È stato Tony Blair a volere il summit: per
cercare una via d’uscita al dibattito sull’avvenire
del modello economico e sociale europeo di fronte
alla mondializzazione e, in subordine, per una resa
dei conti con i francesi riottosi ad accettare le
lezioni economiche e pragmatiche del nuovo laburismo
blairiano.
Il premier britannico, dopo aver segnato dei punti
a proprio favore in giugno nel corso del Consiglio
europeo, ora vuole consolidare la propria leadership
sul Vecchio continente incassando nuovo consenso attraverso
l’esibizione delle virtuose performance nazionali.
Naturalmente lo show è rivolto principalmente
ai paesi di recente adesione che, per allineare i
propri standard economici e sociali a quelli euroccidentali,
sono alla ricerca di valide ricette.
Alla fine di settembre, rivolgendosi al suo partito
in occasione del congresso, Blair non ha lesinato
chiarezza: “Noi, i laburisti, siamo gli artefici
del cambiamento. Il malessere della Francia, l’angoscia
della Germania non fanno per noi!”. Chiarissimo:
il modello franco-tedesco segna il passo, noi funzioniamo
e cresciamo.
Grande antagonista di quello anglosaxon,
alleato con quello renano declinato alla tedesca,
ora, sembra, in declino. Ma insomma, che cos’è
il modello francese?
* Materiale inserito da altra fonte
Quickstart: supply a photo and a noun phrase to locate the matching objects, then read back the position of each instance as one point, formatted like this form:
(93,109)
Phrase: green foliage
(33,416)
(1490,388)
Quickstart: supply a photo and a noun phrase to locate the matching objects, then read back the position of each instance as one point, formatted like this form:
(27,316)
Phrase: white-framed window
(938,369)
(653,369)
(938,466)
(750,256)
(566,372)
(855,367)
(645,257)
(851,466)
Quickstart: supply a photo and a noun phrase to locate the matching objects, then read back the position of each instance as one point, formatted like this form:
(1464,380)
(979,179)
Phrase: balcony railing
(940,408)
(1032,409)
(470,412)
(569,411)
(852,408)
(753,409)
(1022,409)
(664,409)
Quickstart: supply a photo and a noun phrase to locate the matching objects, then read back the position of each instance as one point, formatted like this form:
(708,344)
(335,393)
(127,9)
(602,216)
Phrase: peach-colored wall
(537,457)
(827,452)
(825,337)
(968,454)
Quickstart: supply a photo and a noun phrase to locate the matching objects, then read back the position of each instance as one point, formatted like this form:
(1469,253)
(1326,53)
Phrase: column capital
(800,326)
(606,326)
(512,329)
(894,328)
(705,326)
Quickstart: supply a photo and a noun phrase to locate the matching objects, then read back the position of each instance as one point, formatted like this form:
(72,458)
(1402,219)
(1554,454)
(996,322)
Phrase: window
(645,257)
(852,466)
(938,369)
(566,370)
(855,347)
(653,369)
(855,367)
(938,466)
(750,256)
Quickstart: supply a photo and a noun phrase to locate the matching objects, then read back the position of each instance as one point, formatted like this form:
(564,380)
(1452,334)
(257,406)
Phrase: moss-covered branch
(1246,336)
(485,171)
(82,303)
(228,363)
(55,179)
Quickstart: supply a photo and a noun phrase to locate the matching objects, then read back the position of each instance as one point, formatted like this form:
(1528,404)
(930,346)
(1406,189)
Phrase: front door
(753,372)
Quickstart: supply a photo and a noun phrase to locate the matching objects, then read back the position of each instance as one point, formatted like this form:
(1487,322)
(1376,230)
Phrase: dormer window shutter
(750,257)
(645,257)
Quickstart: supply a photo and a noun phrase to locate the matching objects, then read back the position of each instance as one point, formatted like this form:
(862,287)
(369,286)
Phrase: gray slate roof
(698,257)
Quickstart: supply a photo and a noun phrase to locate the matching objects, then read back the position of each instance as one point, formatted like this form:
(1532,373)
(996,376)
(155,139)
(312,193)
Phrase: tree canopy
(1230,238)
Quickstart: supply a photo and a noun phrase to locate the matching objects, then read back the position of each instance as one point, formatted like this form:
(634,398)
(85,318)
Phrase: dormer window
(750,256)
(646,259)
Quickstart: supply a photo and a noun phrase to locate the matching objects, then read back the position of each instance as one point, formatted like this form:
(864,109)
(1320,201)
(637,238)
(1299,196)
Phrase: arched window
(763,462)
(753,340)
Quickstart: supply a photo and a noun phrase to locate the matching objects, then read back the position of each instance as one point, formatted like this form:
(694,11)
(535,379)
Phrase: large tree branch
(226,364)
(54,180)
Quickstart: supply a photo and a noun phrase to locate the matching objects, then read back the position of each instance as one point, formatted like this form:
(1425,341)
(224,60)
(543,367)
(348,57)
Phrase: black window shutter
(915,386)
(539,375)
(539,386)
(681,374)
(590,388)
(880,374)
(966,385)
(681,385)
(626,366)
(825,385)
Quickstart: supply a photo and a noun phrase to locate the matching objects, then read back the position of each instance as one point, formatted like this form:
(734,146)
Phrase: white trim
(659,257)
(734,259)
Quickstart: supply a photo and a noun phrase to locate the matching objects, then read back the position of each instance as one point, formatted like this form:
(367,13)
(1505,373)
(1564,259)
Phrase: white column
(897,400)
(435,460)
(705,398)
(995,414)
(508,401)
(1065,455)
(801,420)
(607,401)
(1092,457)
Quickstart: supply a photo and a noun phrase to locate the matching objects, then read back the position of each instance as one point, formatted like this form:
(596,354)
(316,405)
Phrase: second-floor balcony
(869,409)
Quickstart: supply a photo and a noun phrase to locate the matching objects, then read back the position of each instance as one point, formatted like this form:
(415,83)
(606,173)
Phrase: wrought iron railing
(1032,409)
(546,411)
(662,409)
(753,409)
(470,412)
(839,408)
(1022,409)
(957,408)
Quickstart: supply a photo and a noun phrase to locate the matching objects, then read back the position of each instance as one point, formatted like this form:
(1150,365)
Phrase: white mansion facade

Nicolas Sarkozy, presidente dell’Ump
e ministro dell’Interno, lo vuole “rompere,
Dominique De Villepin, primo ministro del governo
francese, lo vuole mettere a punto, i socialisti riformare,
ma di cosa si tratta con precisione?
Dopo l’ultima Guerra mondiale, l’idea
– che del resto veniva da lontano – era
chiara: lo Stato-provvidenza deve procurare al cittadino-lavoratore
e alla sua famiglia un reddito differito al fine di
proteggerlo dai rischi della vita. Il mezzo per farlo
la Sécurité sociale. Le risorse
complementari avrebbero sostenuto il consumo interno,
quindi la crescita e l’occupazione.
Tutto ha funzionato fino al giungere della mondializzazione,
quando motore della crescita, al fianco di quello
interno, è diventato il mercato esterno, l’esportazione.
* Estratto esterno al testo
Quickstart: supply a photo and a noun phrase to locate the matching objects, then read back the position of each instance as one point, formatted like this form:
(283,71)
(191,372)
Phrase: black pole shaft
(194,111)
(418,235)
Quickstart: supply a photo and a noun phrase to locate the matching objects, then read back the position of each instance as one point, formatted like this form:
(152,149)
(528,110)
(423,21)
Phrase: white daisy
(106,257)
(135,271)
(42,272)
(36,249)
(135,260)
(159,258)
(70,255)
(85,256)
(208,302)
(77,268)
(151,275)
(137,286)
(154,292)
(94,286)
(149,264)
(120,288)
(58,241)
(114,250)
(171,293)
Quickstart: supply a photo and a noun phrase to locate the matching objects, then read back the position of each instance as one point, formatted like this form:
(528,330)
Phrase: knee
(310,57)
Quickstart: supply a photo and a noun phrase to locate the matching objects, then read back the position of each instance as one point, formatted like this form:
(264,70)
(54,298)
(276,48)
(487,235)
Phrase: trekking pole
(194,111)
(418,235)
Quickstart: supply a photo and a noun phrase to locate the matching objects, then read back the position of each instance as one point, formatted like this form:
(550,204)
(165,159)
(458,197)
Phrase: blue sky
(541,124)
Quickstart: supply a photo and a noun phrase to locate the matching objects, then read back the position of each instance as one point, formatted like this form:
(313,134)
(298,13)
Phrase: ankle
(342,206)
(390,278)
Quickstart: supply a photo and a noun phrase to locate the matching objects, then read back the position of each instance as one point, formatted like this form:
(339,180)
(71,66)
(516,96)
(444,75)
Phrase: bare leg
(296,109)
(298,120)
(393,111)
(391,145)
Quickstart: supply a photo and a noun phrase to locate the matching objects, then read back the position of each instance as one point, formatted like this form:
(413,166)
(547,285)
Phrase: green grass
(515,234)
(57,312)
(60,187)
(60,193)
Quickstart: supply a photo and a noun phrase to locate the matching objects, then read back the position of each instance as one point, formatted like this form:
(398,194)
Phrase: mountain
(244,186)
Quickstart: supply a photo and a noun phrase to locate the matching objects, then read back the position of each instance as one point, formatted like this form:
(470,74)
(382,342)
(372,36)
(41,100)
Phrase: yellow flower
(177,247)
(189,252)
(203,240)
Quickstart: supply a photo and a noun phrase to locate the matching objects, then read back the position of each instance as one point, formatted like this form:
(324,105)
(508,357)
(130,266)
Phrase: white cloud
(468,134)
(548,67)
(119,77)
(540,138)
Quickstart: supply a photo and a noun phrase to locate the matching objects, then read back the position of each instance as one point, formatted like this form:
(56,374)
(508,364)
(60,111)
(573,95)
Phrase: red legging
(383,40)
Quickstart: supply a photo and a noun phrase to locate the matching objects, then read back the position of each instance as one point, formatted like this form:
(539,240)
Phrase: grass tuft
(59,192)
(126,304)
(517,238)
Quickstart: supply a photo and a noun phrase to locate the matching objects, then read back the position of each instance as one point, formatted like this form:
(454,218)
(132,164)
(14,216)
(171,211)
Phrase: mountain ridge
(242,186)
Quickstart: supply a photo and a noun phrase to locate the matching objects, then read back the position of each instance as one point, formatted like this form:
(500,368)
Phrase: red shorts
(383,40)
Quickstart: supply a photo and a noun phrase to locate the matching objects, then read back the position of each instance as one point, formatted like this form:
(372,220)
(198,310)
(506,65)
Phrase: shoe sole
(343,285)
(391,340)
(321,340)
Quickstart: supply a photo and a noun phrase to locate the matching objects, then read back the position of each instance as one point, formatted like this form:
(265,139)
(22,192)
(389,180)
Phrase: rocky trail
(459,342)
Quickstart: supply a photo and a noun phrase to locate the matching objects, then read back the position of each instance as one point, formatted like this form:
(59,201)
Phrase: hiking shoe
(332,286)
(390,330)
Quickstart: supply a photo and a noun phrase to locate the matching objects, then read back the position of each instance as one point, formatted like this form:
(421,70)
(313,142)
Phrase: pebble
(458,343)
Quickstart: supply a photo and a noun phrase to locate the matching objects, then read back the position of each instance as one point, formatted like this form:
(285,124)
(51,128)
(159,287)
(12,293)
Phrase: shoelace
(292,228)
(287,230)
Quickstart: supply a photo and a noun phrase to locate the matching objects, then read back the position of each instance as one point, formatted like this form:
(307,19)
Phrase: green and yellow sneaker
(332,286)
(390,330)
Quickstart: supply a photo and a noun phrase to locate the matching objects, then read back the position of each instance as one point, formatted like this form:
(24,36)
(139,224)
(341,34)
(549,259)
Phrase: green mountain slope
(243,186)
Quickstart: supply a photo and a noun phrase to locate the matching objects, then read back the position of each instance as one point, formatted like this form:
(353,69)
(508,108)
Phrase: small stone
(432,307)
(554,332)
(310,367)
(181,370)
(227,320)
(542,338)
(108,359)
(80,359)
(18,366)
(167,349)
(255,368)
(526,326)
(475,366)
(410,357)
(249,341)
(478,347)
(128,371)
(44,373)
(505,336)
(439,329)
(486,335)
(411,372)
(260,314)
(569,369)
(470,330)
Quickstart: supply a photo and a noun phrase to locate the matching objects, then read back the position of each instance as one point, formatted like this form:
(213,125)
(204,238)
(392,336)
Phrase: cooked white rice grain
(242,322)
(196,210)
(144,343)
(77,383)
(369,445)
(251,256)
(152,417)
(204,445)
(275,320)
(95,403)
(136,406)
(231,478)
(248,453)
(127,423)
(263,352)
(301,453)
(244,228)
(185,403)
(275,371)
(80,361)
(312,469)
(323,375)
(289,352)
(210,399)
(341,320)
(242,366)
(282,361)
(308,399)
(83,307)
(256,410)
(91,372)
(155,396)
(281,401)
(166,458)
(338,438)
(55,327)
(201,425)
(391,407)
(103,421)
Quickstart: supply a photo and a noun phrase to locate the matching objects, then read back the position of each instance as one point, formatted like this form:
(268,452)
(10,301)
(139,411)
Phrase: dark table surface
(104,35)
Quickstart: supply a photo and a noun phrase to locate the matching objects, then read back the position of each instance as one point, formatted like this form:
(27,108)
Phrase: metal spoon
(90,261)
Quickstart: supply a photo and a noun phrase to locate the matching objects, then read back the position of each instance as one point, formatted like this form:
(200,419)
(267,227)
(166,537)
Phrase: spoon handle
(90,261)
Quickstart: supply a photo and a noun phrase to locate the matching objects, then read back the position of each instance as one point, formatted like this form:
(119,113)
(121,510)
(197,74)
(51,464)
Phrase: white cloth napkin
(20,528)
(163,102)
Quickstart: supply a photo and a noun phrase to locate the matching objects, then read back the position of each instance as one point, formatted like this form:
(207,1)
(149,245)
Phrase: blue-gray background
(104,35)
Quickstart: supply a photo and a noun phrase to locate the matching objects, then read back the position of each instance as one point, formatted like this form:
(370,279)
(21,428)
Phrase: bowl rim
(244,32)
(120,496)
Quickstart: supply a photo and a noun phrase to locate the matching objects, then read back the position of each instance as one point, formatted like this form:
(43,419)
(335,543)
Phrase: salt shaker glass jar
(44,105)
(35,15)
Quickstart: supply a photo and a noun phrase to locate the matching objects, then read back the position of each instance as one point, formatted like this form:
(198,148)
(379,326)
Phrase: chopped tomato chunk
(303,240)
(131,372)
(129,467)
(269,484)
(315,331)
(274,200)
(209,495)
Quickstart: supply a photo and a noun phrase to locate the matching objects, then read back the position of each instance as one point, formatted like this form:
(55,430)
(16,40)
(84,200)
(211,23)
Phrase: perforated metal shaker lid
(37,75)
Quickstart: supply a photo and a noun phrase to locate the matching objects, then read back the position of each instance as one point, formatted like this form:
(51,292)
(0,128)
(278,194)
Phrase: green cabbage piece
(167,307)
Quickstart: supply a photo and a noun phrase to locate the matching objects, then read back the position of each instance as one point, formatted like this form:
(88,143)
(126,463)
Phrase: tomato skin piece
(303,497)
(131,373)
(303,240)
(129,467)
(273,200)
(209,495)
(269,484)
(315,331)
Il costo del lavoro è improvvisamente diventato
alto e le aziende hanno cominciato a mal sopportare
gli oneri da versare per la coesione sociale e la
protezione dei lavoratori. La competitività
globale ha imposto delocalizzazione e nuovi contratti
flessibili-precari. Gli attuali parametri negativi
francesi – flebile crescita e disoccupazione
– derivano da qui: una spesa sociale tendenzialmente
in aumento e una diminuzione della competitività.
In sostanza, secondo i detrattori, eccesso di rigidità
e mancato adattamento alle dinamiche della globalizzazione.
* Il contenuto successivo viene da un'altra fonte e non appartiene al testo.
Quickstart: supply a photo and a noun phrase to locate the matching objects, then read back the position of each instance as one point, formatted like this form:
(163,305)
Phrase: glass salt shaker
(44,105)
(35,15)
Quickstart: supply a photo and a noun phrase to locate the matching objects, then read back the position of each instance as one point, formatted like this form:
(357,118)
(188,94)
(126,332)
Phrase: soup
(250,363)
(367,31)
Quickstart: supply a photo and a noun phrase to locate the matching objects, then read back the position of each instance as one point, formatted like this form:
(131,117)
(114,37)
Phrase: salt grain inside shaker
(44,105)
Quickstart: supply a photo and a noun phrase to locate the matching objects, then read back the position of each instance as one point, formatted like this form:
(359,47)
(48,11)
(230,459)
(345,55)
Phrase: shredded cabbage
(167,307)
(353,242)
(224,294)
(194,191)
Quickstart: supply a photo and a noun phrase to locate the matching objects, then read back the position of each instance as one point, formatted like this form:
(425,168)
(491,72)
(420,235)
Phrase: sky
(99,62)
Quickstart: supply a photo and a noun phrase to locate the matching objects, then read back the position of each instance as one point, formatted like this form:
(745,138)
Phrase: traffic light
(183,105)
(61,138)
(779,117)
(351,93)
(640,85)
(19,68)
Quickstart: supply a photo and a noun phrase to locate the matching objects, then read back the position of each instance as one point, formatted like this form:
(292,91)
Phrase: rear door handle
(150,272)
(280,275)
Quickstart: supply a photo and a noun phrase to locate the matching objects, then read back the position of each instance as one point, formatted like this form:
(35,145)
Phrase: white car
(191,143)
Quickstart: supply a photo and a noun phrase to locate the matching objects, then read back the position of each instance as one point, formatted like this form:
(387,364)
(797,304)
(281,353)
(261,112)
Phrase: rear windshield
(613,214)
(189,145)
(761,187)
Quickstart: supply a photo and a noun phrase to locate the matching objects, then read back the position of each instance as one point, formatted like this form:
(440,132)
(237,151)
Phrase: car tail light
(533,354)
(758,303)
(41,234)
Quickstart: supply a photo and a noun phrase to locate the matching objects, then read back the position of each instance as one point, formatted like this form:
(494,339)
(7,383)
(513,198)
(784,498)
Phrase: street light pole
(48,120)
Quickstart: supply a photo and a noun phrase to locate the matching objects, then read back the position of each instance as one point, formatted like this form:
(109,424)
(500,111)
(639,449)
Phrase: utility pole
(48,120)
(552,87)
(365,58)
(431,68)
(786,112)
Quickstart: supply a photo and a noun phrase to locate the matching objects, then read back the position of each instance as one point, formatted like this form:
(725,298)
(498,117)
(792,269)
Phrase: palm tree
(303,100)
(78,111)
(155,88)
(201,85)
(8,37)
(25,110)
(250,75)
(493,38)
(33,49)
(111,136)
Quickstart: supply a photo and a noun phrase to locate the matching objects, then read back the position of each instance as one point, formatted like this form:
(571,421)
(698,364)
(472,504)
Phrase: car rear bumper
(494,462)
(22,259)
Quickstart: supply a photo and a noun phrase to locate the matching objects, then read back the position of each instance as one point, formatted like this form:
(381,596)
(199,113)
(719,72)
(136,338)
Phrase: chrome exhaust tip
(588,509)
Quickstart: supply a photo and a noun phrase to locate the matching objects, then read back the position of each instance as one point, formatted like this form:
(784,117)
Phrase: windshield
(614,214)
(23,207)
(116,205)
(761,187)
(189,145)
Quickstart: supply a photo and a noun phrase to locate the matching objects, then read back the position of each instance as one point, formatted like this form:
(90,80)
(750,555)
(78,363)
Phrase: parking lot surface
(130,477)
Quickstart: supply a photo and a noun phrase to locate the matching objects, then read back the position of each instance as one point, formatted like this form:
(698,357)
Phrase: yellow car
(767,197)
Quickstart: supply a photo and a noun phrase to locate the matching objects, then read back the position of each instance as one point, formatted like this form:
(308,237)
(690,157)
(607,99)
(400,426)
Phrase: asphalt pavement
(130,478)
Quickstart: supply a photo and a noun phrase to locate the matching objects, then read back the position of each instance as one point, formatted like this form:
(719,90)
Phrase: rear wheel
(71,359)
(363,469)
L’idea economica è anche espressione
di una visione dello Stato e della sua funzione che,
per i francesi - socialisti o gollisti - è
quella regolatrice, volta ad intervenire per proteggere
la società e i suoi legami interni. È
l’espressione della “volontà generale”
e il suo garante, anche di fronte al liberismo che
considera l’individuo unico responsabile del
proprio stato e crea individualismo e atomizzazione.
Il “volontarismo” si traduce sul piano
internazionale con la necessità di regolare
la mondializzazione e le disparità che essa
produce. E qui la visione francese scontra naturalmente
con quella del premier inglese che, invece, pensa
che l’unica cosa che funzioni sia “un’economia
liberale e aperta, che s’adatti in permanenza
per restare competitiva”. Europa politica contro
zona di libero scambio, nocciolo duro contro allargamento
annacquante, interventismo contro laissez faire.
Blair al summit potrà vantare risultati migliori,
ma non chiuderà la partita con l’economia
sociale del modello “renano”. I tedeschi
alle scorse elezioni non hanno dato ad Angela Merkel,
possibile alleata anglosassone, pieno mandato. Non
hanno votato per lo spostamento degli equilibri interni
all’Ue, ma per una certa continuità e
ora la nuova cancelliera si ritrova le mani legate
dalla Grande coalizione insieme ai social democratici.
In Francia bisognerà aspettare le prossime
elezioni presidenziali del 2007 per capire cosa succederà,
per vedere se prevarranno quelli che sostengono che
il modello francese è da buttare e da iniettare
con una più (Sarkozy) o meno (De Villepin)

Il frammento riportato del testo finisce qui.